I don't usually read the obituaries. I don't read newspapers anymore. But there I was at the cafe and the newspaper was just lying there on the table. Soon I found myself absentmindedly turning the pages. I was turning the pages and this particular notice, Margaret's obituary notice, suddenly stood out. News of her death relevated itself from the pages. To borrow a term coined by David Bohm the message was relevated, the dedication somehow explicated itself from the implicate order of paper and ink. Hence today I am writing about Margaret.

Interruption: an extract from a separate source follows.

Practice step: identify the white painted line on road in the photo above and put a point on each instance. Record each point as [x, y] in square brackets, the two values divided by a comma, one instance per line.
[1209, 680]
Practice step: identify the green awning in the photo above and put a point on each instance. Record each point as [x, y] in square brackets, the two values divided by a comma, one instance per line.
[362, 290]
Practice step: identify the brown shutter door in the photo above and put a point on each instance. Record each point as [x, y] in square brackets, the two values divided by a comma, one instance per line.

Obituaries might seem morbid but really they are not. In stopping to reflect on someone's life for a moment, through pausing to honour someone's memory for just a short time perhaps we provide comfort to the souls of the dead. Cemeteries. Sacred places. Maybe you have wandered about in a cemetery and read the names and dates engraved on the tombstones. That’s it. They hear. That’s why graveyards have such a deep solemnity. Ghosts are there seeking comfort and understanding. I once thought of building a website to honour the dead. The idea was to build a site where people could post short biographies, obituaries and photos of their recently deceased loved ones. Visitors would be able to view the stream of lives, the river of souls that were flowing out of the Earth. They would be able to view the outbound streaming of souls that are constantly leaving our planet, the Earth. To balance these out flowings people would also be able register births. New arrivals would also be able to be registered with a little description of the setting that the newborn was coming into. Two great flowing streams. Two mighty rivers. Arrivals and departures. People would be able to come and view this wonderful procession, this procession of humanity and offer prayers. Prayers and wishes. One would be able to send condolences or post a comment of admiration, applauding a life well lived. Over time what an ark of goodwill this repository would become! It would be a powerful thing. Our connection with the dead would be strengthened. The dead would be comforted and the lives of the living would be enriched. It would be like sitting and watching people’s farewells in an international departures lounge. Anyway back to Margaret...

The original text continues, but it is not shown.